BY THE LIGHT OF THE MOON by Dean Koontz

As he drew near the bathroom, he discovered that when this glow touched him, he was able to feel it, and not merely as he would have felt the heat of the summer sun when stepping out of the shade of a tree. This light seemed to crawl on his skin, to bustle like hundreds of ants, initially on his face as he first stepped into the wedge of out-falling brightness, but then more busily on his right hand as he put it against the door.

Although Jilly, at his side, remained less directly illuminated than Dylan, her face had a faint red sheen. With one glance, he saw that she, too, experienced the extraordinary tactility of this light. With a start and with a little grimace of revulsion, she wiped at her face with one hand, as though she had walked into the clingy spokes and spirals of a spider’s web.

Dylan wasn’t a science buff, except as knowledge in the fields of biology and botany served to improve the accuracy of his depiction of the natural world in his paintings, and he didn’t qualify as even an armchair physicist. But he knew that deadly types of radiation, including that from a nuclear bomb, never stimulated the sense of touch, just as the less mortal X-rays administered in a dentist’s office never caused the slightest tingle when passing through your jaw; the survivors of the historic blast in Hiroshima, who later died of radiation poisoning, had never felt the many billions of subatomic particles piercing their bodies.

Although he doubted that the flesh-prickling effect of the light represented a danger, he hesitated anyway. He might have pulled the door shut, might have turned away, leaving his curiosity unsatisfied, if Shep had not been on the other side and perhaps in need of help.

When he spoke his brother’s name, he didn’t receive a reply. This came as no surprise. While Shep was more talkative than your average stone, he often proved no more responsive than granite. Dylan called out again, and pushed open the door after the second silence. He was prepared for the sight of the shower stall. The toilet, too. The sink, the mirror, the towel rack.

What Dylan had not been prepared for, what caused his adrenal gland to squirt another dose of epinephrine into his bloodstream, what caused his guts to tweak in a less than pleasant fashion was the doorway in the wall beside the sink, where earlier no door had been. The source of the strange red light lay beyond this postern.

Hesitantly, he crossed the threshold into the bathroom.

Doorway didn’t accurately convey the nature of this mysterious opening. It wasn’t rectangular, but round, like a hatch in a bulkhead between two compartments in a submarine. Hatch didn’t qualify as the mot juste, either, because no architrave surrounded the hole in the wall.

Indeed, the six-foot-diameter opening itself appeared to lack depth, as though it had been painted on the wall. No header, no jamb, no threshold. And yet the scene beyond appeared convincingly three-dimensional: a radiant red tunnel dwindling to a disc of blue light.

Dylan had seen masterpieces of trompe l’oeil in which artists, relying on nothing more than paint and their talent, had created illusions of space and depth that completely deceived the eye. This, however, was not merely a clever painting.

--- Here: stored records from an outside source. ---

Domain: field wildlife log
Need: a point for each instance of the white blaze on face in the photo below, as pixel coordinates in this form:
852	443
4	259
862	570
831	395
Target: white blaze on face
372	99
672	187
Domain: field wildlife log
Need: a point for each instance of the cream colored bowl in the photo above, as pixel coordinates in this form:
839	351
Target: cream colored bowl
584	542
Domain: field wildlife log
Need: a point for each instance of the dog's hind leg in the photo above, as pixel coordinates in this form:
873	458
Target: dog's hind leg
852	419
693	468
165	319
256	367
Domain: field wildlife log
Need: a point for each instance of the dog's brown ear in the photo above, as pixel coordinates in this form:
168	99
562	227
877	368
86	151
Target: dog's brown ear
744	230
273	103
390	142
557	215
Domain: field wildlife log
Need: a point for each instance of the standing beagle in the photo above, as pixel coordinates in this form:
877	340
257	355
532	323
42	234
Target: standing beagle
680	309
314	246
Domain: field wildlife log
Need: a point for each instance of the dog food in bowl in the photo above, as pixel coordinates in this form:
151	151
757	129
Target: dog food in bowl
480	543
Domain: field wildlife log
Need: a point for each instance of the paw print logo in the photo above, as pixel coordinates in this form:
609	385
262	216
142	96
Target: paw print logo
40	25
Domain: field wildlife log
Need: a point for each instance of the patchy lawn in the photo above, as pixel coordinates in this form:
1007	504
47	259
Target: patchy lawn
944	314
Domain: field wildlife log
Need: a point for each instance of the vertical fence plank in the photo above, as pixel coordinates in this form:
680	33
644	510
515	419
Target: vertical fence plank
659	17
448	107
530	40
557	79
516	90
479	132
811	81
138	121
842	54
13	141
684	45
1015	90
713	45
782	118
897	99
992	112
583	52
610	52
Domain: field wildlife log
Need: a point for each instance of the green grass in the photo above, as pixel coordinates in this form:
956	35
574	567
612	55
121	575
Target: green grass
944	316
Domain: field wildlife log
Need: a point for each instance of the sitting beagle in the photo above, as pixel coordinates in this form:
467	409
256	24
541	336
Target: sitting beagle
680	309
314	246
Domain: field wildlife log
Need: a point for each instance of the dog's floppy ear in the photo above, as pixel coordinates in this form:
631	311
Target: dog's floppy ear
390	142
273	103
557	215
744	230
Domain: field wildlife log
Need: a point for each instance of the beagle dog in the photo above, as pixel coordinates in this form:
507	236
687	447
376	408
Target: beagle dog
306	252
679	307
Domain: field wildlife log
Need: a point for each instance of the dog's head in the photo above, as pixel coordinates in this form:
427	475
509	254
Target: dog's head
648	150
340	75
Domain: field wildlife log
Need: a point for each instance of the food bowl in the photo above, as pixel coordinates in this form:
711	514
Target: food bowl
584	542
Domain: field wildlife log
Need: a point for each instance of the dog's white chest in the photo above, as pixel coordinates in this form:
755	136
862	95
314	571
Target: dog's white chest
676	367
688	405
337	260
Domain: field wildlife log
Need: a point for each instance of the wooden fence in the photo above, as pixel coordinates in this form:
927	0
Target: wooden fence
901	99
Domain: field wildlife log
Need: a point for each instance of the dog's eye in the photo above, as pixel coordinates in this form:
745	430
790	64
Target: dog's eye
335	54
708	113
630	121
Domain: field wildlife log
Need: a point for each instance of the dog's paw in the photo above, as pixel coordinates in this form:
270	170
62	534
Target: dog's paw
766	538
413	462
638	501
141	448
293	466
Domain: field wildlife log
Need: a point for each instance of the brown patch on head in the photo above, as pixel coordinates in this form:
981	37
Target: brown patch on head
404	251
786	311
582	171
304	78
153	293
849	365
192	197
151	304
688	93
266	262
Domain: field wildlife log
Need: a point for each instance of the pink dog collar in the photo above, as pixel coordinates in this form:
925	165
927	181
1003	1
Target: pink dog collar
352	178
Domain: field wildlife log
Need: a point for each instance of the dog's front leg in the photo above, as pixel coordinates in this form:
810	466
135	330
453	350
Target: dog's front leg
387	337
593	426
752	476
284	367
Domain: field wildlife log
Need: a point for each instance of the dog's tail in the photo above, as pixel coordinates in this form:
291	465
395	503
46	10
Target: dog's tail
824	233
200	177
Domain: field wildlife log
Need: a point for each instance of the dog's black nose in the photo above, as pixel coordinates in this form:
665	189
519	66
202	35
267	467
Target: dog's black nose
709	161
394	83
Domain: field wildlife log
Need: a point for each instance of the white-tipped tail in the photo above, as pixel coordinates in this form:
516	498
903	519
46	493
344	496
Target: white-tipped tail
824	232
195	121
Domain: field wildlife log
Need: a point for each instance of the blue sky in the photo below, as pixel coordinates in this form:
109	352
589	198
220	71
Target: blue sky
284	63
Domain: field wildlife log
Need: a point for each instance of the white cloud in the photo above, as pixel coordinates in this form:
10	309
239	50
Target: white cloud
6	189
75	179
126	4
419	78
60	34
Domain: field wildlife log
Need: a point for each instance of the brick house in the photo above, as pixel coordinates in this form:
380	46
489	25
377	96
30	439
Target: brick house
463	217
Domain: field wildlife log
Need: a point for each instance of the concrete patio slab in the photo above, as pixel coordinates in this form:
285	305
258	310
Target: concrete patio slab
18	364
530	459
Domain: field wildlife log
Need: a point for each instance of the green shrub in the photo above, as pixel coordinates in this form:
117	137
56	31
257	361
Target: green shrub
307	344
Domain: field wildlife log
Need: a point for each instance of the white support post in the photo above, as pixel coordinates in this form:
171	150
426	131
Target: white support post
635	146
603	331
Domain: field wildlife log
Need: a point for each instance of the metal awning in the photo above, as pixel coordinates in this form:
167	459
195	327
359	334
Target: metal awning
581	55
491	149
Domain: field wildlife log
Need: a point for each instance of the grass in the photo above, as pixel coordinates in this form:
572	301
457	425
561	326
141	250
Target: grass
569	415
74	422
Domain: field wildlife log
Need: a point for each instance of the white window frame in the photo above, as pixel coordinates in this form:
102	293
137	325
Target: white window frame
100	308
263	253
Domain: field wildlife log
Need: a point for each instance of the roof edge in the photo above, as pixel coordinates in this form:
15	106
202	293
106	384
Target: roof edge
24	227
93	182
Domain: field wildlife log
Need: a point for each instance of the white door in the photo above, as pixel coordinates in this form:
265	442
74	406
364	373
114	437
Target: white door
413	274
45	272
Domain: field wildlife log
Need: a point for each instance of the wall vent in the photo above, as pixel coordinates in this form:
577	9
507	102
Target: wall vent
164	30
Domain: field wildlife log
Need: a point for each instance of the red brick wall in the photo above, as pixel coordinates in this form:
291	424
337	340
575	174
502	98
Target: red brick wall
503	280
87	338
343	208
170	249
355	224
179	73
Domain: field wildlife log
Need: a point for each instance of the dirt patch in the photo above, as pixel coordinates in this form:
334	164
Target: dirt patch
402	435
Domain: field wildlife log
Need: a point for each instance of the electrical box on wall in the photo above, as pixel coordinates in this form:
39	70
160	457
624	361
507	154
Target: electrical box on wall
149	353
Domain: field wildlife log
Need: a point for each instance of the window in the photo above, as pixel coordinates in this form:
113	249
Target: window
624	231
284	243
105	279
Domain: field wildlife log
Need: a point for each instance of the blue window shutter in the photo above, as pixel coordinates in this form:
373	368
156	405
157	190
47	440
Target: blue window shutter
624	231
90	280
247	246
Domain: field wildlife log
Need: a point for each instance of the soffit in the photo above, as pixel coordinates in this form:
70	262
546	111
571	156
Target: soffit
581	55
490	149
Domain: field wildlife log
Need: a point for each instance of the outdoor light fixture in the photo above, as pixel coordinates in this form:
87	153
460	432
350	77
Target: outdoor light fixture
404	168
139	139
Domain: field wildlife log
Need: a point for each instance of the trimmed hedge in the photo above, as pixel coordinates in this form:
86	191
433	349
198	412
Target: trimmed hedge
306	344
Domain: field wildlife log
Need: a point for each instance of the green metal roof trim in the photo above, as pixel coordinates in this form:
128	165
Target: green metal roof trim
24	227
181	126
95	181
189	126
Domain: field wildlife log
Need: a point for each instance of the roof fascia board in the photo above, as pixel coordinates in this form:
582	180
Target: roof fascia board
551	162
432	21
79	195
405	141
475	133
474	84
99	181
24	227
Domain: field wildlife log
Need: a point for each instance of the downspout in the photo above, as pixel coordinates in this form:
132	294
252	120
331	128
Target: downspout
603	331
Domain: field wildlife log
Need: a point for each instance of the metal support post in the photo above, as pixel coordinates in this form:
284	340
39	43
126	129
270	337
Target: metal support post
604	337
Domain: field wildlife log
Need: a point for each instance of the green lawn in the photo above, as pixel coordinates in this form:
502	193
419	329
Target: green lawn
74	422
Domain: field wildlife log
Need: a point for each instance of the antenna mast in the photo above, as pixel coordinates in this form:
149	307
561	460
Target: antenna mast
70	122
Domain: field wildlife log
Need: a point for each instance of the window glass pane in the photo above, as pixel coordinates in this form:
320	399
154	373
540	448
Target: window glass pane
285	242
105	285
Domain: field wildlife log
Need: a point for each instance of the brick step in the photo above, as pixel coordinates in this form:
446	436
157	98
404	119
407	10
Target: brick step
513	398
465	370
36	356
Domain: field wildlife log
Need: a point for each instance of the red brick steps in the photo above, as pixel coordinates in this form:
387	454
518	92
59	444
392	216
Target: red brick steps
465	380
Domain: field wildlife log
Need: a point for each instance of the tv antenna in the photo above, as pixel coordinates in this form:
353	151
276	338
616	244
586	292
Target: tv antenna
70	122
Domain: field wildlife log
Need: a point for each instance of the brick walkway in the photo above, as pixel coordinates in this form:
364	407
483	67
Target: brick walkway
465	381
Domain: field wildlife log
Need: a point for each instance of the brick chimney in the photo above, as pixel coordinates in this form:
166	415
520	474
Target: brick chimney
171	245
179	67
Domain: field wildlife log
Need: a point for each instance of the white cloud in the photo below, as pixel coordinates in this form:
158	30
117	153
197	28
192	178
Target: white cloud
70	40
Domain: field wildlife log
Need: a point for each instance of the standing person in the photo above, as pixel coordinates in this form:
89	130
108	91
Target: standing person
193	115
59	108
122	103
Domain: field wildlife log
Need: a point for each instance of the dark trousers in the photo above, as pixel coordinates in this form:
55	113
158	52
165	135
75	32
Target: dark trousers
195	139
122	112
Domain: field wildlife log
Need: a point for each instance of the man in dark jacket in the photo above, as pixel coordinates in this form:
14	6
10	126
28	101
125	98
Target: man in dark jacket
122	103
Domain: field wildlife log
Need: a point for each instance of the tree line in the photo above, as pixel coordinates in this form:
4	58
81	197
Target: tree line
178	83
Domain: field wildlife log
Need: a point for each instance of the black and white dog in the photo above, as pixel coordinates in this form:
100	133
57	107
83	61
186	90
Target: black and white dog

For one thing, the murky red glow from the luminous walls of the tunnel penetrated to the motel bathroom. This queer light glimmered in the vinyl floor, reflected off the mirror – and crawled on his exposed skin.

Furthermore, those tunnel walls ceaselessly turned, as if this were a passage in a carnival funhouse, a sideshow monkey barrel in which to test your balance. Trompe 1’oeil painting could produce the illusion of depth, texture, and reality – but it could not provide an illusion of motion.

Jilly stepped into the bathroom beside Dylan.

He placed a restraining hand on her shoulder.

Together they marveled at the tunnel, which appeared to be at least thirty feet long.

Impossible, of course. Another motel unit backed up to this one; plumbing-to-plumbing design saved construction costs. A hole cut in the wall would reveal only another bathroom identical to theirs. Not a tunnel, never a tunnel. There was nothing to bore a tunnel through; the bathroom had not been built into the side of a mountain.